Il marcha le reste de la journée et passa la nuit sur un tas de feuilles, dans un creux de terrain. Le lendemain, il marcha jusqu’en fin d’après-midi, lorsqu’il parvint à une rivière coulant vers le sud. Elle devait se jeter dans la Tippy-Canoe ou la Wobbish, l’une ou l’autre. Elle était trop profonde pour qu’il se déplace dans son lit et la berge trop envahie de végétation pour qu’il puisse la longer. Il garda donc le cours d’eau à portée d’oreille et progressa à travers bois.

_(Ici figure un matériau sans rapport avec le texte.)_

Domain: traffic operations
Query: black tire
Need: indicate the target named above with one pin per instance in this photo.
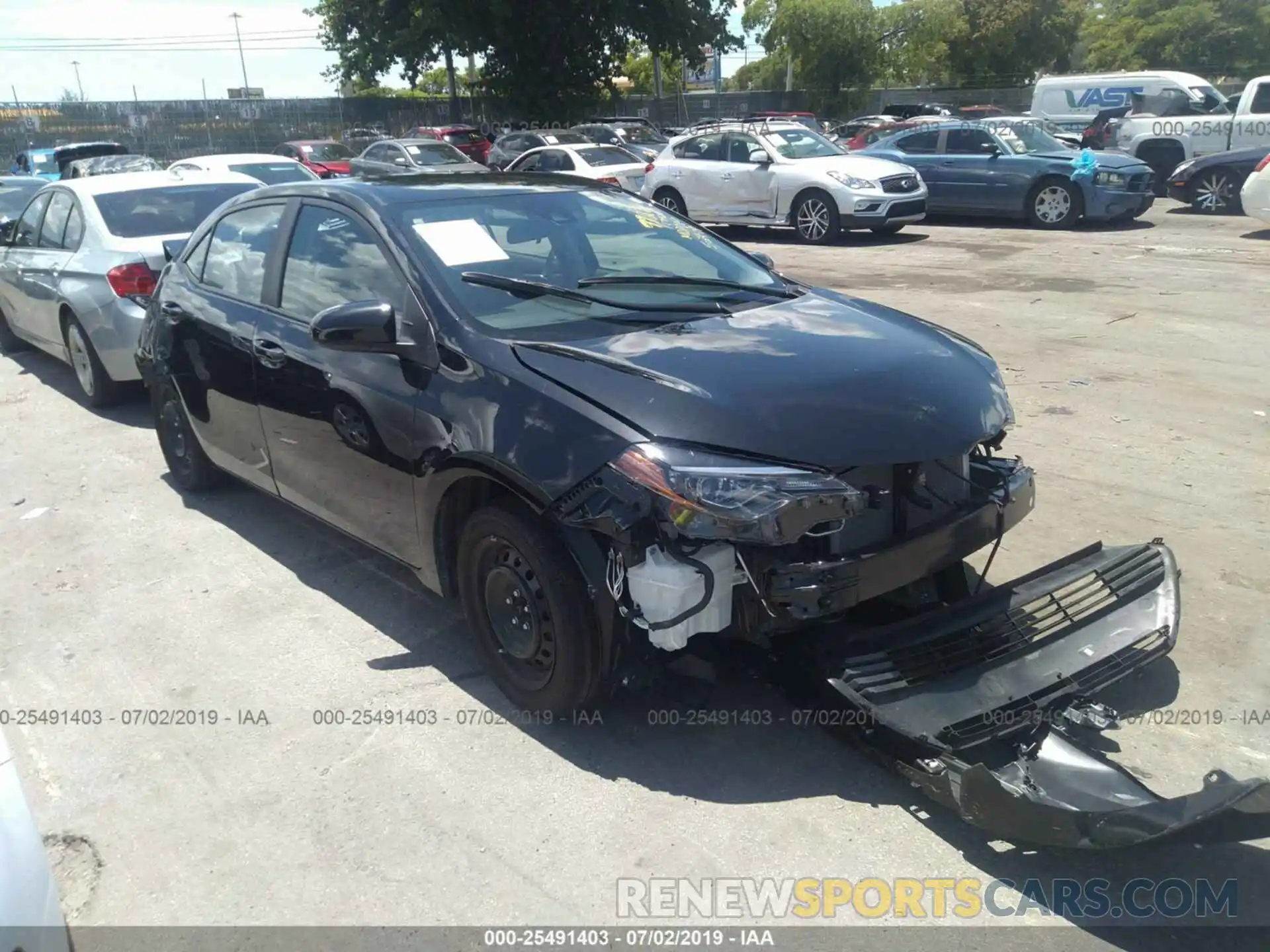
(95, 383)
(672, 200)
(816, 219)
(9, 342)
(1054, 204)
(187, 462)
(513, 576)
(1216, 192)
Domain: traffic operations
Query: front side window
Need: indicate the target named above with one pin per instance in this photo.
(55, 220)
(28, 225)
(240, 243)
(334, 259)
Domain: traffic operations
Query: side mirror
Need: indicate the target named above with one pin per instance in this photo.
(172, 249)
(359, 327)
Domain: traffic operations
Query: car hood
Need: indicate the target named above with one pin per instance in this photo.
(824, 380)
(864, 167)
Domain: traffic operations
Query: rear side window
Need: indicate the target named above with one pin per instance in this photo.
(334, 259)
(173, 210)
(276, 173)
(55, 220)
(240, 243)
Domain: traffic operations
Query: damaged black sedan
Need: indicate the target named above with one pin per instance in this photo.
(614, 434)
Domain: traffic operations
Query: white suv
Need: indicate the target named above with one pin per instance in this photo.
(783, 173)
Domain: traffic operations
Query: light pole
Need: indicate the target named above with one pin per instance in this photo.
(247, 87)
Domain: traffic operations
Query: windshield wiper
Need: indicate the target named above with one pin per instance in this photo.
(538, 288)
(779, 291)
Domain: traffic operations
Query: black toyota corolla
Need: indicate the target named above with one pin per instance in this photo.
(616, 436)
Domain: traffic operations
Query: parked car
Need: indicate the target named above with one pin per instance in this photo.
(79, 264)
(1013, 168)
(607, 432)
(269, 169)
(31, 910)
(50, 164)
(16, 190)
(1255, 194)
(643, 141)
(1212, 184)
(466, 139)
(609, 164)
(411, 157)
(783, 173)
(111, 165)
(507, 147)
(325, 158)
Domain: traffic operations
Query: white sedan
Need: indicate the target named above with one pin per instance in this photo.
(270, 169)
(783, 173)
(609, 164)
(1255, 194)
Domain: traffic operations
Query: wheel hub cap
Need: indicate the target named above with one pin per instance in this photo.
(1053, 205)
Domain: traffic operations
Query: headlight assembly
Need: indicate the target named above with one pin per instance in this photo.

Il n’était pas un Rouge, aucun doute là-dessus. Il s’écorchait aux buissons et aux branches, les insectes le piquaient ; ça ne lui faisait aucun bien sur ses coups de soleil. Et il n’arrêtait pas de foncer tête baissée dans des fourrés dont il ne pouvait ressortir qu’en faisant demi-tour. Comme si la terre était son ennemie, qu’elle le ralentissait. Il rêvait d’un cheval et d’une bonne route.